Electro-mechanical assemblies, such as probe cards, can be used in testing a die, e.g. integrated circuit devices, typically on semiconductor wafers. Such probe card is used in connection with a device known as a tester, wherein the probe card is electronically connected to the tester device, and in turn the probe card is also in electrical contact with the integrated circuit to be tested (either on a wafer or in singulated form) (as referred to herein an integrated circuit to be tested in any form is referred to as a device under test (DUT)).
Typically a wafer to be tested is loaded into a prober securing it to a movable chuck. During the testing process, the chuck moves the wafer into electrical contact with the probe card. This contact occurs between a plurality of probes on the probe card, which can be in the form of spring-type contacts, and a plurality of discrete connection pads (bond or test pads) on the DUTs. Several different types of electrical contacts are known and used on probe cards, including without limitation needle contacts, cobra-style contacts, spring contacts, and the like. In this manner, the DUTs can be tested and exercised, prior to being singulated from the wafer, or final packaging.
For effective contact between the probes of the probe card and the bond pads of the dies, the distance between the probe card and the wafer should be properly maintained. If portions of the DUT and the probes are too far apart contact can be lost, if they are too close together then damage may occur to the probes or the DUTs, or, for example, the probe can move from a desired location on the DUT.

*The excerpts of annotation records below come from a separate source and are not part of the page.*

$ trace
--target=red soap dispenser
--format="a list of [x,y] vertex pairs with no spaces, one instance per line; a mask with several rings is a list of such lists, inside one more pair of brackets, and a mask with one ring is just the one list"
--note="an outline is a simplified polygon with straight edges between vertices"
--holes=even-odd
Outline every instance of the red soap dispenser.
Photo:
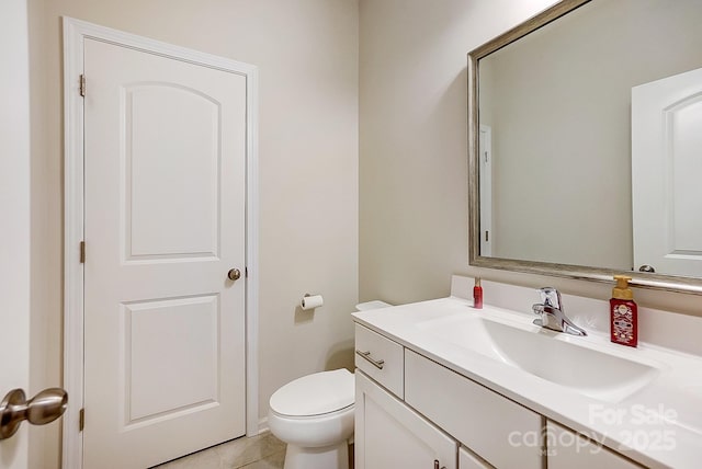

The distance between the DUT and the probe card may change as the testing procedure proceeds, especially as the temperatures of the probe card and the wafer change during the testing process. In many instances, the wafer being tested may be heated or cooled during the testing process. When a wafer having a temperature different than that of the probe card is moved under the card, the card face nearest the wafer begins to change temperature. Probe cards are typically built of layers of different materials and are usually poor heat conductors in a direction normal to the face of the card. As a result, a thermal gradient across the thickness of the probe card can appear rapidly. As a result of this uneven expansion, the probe card can begin to sag, decreasing the distance between the probe card and the wafer. The opposite phenomenon may occur when a wafer is cooler than the ambient temperature of the tester is placed near the probe card. As the face of the probe card nearest the wafer cools and contracts faster than the face farthest from the wafer, the probe card begins to bow away from the wafer disrupting electrical contact between the wafer and the probe card.
Moreover, various parts of the probe card may have different coefficients of thermal expansion. As a result, they may expand or contract at different rates as the temperature of the environment in which the probe card and the wafer are placed for testing changes. This would also cause the probe card to deform, thereby moving the probes away from the pads on the wafer, and causing the test to fail.
Thus, what is needed is an apparatus for adjusting the thermally induced movement of probe cards, such that the probes can remain in proper contact with the pads of DUTs on wafers.